Sakalti/Saka-14B

Warm
Public
14.8B
FP8
131072
Feb 5, 2025
Hugging Face
Overview

Model Overview

Saka-14B is a 14.8 billion parameter language model developed by Sakalti. This model was created using the TIES (Trimmed-mean-based Information Exchange Strategy) merge method, which combines multiple pre-trained language models into a single, more capable model.

Merge Details

The base model for Saka-14B is sometimesanotion/Qwenvergence-14B-v11. It integrates sometimesanotion/Lamarck-14B-v0.7 as a contributing model.
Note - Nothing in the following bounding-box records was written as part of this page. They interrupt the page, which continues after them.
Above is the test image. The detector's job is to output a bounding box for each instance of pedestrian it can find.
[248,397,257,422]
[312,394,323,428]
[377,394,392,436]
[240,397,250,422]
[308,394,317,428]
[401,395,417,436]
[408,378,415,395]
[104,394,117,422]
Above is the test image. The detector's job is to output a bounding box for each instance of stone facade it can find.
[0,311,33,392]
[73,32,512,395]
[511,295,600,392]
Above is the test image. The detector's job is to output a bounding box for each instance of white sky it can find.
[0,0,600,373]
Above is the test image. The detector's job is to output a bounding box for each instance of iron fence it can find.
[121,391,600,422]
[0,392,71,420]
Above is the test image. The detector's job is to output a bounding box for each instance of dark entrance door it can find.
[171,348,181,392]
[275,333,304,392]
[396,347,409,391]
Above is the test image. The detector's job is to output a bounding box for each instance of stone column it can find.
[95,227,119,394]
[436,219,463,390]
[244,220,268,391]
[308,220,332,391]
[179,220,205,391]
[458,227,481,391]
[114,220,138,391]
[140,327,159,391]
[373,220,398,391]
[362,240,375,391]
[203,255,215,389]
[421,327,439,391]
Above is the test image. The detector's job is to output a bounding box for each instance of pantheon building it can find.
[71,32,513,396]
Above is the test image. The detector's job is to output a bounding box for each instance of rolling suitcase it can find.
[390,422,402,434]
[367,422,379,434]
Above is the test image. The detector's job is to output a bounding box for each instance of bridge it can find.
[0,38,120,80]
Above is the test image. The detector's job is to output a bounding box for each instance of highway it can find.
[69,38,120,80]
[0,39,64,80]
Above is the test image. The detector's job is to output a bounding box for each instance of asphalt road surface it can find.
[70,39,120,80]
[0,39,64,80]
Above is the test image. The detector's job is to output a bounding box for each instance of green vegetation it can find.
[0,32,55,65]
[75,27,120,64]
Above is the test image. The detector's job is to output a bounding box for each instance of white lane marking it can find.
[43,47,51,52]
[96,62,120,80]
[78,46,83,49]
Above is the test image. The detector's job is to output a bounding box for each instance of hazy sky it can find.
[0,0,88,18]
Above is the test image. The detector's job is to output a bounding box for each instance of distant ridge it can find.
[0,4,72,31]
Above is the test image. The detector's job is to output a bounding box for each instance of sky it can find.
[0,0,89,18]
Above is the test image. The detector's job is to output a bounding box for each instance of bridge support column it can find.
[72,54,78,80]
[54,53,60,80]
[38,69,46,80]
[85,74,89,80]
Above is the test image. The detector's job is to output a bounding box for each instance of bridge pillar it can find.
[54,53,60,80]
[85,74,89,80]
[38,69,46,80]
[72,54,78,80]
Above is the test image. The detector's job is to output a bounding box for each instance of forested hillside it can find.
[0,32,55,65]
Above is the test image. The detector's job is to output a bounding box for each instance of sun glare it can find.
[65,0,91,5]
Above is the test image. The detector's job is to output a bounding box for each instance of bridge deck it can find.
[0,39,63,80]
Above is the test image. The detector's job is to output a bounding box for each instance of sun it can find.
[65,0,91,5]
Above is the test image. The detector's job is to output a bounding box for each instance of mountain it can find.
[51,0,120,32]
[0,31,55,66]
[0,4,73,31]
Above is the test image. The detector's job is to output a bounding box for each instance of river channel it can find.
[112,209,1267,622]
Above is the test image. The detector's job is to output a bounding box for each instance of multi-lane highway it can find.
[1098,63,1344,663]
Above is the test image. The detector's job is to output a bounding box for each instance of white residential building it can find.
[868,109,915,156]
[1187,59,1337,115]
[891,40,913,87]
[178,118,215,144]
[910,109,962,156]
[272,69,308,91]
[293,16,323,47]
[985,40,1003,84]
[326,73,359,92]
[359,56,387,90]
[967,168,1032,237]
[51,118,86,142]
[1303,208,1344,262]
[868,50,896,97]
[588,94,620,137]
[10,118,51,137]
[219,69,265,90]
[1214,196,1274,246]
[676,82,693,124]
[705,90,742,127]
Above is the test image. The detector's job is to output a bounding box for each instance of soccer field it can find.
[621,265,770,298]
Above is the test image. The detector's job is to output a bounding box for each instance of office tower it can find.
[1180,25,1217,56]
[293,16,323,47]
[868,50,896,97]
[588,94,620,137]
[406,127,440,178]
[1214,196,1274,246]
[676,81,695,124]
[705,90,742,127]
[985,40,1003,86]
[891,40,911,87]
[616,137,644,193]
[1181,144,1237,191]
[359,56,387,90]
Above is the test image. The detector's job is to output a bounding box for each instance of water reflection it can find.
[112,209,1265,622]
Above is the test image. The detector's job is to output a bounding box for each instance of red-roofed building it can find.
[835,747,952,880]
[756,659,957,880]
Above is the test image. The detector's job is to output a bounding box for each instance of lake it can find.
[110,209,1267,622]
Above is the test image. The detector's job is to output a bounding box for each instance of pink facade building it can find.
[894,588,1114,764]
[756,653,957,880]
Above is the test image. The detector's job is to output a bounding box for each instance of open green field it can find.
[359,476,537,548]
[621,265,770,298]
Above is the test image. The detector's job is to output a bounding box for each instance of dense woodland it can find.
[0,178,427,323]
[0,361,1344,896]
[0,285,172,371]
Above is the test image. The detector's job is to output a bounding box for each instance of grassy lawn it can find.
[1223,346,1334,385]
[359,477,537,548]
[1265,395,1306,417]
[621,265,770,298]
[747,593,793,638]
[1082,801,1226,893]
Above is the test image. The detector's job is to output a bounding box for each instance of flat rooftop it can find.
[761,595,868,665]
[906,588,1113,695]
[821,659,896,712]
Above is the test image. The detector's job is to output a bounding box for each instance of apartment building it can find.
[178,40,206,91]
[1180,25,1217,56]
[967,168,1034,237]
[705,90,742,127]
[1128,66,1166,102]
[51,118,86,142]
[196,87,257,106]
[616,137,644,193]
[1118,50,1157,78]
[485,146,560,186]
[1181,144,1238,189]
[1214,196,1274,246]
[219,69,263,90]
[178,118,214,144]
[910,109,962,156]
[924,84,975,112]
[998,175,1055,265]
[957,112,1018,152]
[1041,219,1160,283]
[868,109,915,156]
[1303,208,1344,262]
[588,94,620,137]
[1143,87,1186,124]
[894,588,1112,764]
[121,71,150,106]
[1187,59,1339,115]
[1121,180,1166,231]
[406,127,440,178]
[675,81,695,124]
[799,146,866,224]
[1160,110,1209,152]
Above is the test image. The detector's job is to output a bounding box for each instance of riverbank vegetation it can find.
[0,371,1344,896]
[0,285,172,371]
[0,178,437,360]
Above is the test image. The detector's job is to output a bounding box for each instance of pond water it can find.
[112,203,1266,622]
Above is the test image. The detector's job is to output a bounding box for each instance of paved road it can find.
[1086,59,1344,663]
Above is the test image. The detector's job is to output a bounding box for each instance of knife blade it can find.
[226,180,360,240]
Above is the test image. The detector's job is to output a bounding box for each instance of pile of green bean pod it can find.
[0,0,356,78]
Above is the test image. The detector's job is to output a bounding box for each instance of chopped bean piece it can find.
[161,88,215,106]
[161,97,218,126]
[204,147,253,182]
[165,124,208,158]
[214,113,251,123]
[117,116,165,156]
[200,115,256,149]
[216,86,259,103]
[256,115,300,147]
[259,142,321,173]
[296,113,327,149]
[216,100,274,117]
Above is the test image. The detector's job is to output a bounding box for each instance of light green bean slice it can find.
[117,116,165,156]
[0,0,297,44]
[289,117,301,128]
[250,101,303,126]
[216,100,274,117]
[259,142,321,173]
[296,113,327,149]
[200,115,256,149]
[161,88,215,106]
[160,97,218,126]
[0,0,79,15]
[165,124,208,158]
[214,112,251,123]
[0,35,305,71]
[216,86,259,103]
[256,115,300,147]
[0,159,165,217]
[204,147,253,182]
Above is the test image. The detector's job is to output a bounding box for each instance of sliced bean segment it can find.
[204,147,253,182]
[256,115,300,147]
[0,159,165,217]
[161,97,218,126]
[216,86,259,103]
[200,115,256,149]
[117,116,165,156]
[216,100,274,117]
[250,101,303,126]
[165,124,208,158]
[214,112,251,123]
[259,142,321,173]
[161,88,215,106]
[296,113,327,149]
The TIES method, as described in the original paper, is designed to efficiently merge models by identifying and combining their most salient features.

Key Characteristics

  • Parameter Count: 14.8 billion parameters.
  • Merge Method: Utilizes the TIES merging technique for combining model weights.
  • Base Model: Built upon the Qwenvergence-14B-v11 architecture.
  • Context Length: Features a substantial context window of 131072 tokens, allowing for processing of extensive inputs.

Potential Use Cases

Given its merged nature and large context window, Saka-14B is suitable for applications requiring:

  • Processing and understanding long documents or conversations.
  • Tasks that benefit from the combined knowledge and capabilities of its constituent models.
  • Exploration of merged model performance in various NLP benchmarks.